Find a power series for function

Question

I'm having some difficulty with this problem even while noting the hint.

I expressed the function as $(1/2)\frac{1}{1-(-3x/2)}$ and then thought I would work with $1/2$ of the infinite sum of $(-3/2)^n x^n$ but I'm not sure if I'm heading in the right direction. Does that sound right?

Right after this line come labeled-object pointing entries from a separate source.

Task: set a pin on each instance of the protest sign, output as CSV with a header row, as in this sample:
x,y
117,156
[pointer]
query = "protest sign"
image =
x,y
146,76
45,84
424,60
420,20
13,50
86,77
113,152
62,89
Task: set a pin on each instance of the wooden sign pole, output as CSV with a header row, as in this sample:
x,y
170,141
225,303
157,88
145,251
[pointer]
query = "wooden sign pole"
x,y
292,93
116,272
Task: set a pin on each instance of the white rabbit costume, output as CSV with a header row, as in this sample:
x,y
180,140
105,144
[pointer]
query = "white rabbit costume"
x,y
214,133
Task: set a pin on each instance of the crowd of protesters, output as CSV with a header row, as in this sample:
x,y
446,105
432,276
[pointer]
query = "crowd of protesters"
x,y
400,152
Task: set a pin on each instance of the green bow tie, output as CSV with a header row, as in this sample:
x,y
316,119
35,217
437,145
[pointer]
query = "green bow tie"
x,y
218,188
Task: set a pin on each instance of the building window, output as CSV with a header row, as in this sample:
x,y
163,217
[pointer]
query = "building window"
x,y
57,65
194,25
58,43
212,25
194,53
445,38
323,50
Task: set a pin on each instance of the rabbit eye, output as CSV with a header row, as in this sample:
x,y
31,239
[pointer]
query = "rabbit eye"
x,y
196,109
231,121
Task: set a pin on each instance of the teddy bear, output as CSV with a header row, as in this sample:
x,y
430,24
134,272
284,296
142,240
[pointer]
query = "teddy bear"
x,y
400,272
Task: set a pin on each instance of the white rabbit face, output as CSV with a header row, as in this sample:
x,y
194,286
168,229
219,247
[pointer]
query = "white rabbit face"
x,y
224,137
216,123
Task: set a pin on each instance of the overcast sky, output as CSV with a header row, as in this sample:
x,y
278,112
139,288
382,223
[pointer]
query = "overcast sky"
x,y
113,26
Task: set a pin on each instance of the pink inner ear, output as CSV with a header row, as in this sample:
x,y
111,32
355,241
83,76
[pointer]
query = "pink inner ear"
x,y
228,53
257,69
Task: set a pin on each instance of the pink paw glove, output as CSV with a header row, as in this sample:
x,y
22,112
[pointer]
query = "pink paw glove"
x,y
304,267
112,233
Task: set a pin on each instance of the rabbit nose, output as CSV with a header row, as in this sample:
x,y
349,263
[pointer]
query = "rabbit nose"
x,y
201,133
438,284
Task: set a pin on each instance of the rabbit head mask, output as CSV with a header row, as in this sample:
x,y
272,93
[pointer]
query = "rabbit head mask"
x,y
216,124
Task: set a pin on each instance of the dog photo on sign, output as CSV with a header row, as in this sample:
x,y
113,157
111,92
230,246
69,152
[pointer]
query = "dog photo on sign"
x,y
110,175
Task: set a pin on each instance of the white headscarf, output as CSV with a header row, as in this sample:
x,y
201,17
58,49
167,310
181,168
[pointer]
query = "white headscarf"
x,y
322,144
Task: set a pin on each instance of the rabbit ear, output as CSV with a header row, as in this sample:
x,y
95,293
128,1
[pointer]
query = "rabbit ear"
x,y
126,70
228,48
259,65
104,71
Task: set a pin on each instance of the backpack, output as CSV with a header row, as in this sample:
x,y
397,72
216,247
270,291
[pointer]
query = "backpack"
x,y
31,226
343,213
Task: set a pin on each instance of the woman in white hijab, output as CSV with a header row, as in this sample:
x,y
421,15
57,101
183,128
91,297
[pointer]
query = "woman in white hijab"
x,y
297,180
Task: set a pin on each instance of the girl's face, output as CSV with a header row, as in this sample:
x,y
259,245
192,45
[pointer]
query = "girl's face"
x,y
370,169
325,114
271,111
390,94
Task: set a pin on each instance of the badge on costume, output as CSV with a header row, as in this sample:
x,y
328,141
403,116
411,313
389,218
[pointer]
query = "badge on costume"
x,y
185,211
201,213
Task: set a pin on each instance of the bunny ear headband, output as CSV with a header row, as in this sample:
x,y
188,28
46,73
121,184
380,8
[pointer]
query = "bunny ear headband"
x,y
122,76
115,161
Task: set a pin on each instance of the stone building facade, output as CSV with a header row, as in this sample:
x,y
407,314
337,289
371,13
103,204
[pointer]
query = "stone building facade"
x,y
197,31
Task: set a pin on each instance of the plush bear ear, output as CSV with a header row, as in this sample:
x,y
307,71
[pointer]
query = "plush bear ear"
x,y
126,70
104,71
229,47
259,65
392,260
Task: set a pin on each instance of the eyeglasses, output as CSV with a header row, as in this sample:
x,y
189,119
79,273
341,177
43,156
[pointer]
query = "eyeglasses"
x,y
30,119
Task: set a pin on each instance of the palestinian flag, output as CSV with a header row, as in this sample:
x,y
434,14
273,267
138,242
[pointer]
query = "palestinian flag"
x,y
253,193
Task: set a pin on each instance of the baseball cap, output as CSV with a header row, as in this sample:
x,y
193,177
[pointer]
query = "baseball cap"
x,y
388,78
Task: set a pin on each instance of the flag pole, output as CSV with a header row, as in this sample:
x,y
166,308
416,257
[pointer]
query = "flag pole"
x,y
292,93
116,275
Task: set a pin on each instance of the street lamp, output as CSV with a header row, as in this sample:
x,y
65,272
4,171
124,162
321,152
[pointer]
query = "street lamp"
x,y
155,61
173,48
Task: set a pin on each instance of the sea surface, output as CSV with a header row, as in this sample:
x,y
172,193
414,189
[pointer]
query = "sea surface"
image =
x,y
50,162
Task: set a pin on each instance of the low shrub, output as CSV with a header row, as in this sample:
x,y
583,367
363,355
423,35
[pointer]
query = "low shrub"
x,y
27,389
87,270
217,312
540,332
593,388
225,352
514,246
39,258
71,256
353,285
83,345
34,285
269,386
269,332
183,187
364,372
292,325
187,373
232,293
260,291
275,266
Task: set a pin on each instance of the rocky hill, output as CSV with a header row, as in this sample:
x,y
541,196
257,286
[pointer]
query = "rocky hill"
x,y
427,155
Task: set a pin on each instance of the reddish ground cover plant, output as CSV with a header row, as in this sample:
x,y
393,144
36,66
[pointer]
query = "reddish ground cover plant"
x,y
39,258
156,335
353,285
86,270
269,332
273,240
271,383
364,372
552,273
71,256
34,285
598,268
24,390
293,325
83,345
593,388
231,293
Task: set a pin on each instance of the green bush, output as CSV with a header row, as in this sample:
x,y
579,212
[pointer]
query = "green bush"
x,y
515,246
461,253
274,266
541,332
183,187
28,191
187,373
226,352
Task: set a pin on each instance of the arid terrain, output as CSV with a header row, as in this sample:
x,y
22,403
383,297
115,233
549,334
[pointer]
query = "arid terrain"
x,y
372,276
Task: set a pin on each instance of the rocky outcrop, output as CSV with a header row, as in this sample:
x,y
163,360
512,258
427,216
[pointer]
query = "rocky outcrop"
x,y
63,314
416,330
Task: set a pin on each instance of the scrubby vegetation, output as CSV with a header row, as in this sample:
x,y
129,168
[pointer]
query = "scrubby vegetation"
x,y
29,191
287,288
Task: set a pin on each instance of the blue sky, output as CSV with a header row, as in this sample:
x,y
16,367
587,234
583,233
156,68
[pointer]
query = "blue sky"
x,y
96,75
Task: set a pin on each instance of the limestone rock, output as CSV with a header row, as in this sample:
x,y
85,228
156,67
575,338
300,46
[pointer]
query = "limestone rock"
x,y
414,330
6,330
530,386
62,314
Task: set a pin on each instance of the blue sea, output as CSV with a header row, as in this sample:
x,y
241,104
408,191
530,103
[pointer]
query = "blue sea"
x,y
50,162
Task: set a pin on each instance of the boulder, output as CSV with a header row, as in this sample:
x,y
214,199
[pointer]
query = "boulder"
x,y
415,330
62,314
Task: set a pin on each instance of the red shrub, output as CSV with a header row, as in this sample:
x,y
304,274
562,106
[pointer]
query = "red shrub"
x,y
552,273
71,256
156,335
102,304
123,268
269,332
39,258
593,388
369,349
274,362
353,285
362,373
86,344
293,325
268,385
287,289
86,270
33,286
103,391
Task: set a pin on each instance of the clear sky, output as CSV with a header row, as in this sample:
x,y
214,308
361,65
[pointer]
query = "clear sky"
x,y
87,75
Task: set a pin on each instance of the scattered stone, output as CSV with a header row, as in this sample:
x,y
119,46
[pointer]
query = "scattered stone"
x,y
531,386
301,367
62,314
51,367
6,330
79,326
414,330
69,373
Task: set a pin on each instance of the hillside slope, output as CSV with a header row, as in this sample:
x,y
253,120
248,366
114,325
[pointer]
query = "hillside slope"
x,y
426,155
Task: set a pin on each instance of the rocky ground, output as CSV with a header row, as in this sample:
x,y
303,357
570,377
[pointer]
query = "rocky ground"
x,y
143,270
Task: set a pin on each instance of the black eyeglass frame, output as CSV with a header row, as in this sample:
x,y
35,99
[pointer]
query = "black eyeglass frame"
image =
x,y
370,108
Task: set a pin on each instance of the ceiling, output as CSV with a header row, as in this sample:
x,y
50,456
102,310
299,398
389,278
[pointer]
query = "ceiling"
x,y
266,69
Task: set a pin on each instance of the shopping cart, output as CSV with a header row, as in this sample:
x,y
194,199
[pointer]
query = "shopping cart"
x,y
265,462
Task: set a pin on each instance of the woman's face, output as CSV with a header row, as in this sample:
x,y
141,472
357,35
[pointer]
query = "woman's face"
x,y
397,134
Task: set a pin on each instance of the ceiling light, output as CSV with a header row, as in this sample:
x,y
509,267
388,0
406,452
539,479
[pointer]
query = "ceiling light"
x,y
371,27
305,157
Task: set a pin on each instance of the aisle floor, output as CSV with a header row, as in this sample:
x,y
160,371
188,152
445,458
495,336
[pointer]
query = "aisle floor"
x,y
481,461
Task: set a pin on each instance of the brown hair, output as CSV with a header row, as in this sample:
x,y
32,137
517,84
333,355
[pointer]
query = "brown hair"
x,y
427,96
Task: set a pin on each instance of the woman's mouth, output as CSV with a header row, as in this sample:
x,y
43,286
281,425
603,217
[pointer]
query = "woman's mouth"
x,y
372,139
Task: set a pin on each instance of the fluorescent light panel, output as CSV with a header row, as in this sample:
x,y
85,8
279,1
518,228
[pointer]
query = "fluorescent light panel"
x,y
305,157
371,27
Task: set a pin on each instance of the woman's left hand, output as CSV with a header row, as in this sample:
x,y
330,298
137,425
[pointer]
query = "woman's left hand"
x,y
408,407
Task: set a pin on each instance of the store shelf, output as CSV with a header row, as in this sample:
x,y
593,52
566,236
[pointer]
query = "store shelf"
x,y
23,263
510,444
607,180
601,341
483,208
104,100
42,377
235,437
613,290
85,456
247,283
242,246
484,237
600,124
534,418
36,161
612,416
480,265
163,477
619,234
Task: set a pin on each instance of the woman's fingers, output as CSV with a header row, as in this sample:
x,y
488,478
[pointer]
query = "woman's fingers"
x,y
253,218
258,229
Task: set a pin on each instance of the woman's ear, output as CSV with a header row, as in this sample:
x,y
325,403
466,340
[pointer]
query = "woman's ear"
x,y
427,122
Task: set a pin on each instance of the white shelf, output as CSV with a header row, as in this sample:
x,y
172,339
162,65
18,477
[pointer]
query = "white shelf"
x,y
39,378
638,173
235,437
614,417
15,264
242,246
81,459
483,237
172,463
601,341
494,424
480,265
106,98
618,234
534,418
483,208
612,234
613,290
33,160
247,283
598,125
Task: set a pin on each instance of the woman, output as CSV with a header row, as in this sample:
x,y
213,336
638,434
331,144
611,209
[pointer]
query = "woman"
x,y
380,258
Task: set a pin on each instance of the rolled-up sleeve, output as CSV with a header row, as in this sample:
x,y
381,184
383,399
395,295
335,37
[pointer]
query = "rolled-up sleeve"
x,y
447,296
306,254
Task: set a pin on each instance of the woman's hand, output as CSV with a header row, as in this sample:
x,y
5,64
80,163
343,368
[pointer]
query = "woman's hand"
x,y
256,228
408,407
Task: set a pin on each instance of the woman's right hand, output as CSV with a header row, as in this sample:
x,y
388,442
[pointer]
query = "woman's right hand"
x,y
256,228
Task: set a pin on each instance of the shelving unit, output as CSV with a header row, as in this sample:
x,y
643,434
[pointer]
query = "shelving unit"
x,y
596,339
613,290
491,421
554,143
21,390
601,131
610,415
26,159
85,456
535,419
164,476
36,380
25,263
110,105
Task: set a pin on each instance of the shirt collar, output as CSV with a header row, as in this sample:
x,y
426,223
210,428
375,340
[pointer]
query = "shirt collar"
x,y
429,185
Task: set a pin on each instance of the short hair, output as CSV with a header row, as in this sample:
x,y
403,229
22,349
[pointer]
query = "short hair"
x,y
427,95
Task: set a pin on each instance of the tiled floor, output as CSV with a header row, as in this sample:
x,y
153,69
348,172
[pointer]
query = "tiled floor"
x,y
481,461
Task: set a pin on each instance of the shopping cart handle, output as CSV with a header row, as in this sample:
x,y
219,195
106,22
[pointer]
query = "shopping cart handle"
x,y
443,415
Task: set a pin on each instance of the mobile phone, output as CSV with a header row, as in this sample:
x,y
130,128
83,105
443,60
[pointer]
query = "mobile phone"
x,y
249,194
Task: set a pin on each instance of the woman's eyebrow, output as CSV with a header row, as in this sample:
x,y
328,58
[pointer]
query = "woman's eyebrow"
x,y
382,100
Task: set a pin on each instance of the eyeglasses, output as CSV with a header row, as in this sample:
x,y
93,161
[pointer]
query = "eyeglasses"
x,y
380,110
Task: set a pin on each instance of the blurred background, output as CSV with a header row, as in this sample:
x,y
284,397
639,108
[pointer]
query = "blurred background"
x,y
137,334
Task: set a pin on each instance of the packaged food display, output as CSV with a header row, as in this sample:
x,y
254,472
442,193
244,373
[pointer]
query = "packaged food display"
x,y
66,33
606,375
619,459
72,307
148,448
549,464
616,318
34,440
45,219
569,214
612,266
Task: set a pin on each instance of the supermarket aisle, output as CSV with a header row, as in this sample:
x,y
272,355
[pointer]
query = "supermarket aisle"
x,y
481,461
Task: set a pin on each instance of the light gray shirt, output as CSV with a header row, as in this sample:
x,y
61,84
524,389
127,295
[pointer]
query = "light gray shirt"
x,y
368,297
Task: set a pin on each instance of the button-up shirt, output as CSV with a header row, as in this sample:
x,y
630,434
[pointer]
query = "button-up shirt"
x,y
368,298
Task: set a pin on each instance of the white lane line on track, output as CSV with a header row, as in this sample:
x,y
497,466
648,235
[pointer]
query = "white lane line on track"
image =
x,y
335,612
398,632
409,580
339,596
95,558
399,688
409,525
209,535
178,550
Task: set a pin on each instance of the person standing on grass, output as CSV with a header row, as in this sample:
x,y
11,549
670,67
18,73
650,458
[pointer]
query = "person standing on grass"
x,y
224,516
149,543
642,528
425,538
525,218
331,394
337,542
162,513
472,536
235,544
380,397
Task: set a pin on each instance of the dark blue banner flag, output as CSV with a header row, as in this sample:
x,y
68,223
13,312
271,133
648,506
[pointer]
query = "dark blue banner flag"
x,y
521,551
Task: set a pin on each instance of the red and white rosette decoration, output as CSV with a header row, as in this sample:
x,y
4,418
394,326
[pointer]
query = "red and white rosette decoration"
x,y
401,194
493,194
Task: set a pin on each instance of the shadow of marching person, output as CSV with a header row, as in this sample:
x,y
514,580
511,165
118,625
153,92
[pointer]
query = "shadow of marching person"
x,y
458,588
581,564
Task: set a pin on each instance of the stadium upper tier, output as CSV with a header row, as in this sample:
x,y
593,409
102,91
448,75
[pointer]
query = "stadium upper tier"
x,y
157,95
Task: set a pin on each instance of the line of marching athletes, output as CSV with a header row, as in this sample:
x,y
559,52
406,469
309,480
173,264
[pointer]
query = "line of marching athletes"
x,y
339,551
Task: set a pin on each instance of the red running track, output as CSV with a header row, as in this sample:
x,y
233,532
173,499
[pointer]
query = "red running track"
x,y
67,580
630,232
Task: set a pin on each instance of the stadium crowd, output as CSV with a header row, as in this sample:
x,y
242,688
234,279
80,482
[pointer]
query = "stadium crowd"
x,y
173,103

Find a power series for $f(x)=\dfrac1{2+3x}$. Hint: Use $\dfrac1{1-x}=\displaystyle\sum_{n_0}^\infty x^n$.

Answer 1

You essentially solved it; just make the substitution $$ f(x) = \frac{1}{2+3x} = \frac{1}{2}\left(\frac{1}{1-\left(\frac{-3x}{2}\right)} \right) = \frac{1}{2}\sum_{n=0}^\infty \left(\frac{-3x}{2}\right)^n. $$ Note that $1/(1-x)$ converges when $|x| < 1$, though, so in this problem the radius of convergence is $$ \left|\frac{-3x}{2}\right| < 1 \iff \left|x\right| < \frac{2}{3}. $$

Answer 2

$$\dfrac{1}{2+3x}=\dfrac{1}{2}\cdot\dfrac{1}{1+\frac{3}{2}x}=\dfrac{1}{2}\cdot\sum_{n=0}^{\infty}(-\dfrac{3x}{2})^n$$

Because you see that $$\dfrac{1}{1+\frac{3}{2}x}=\dfrac{1}{1-t}=\sum_{n=0}^{\infty}t^n,$$ where $t=-\dfrac{3x}{2}$.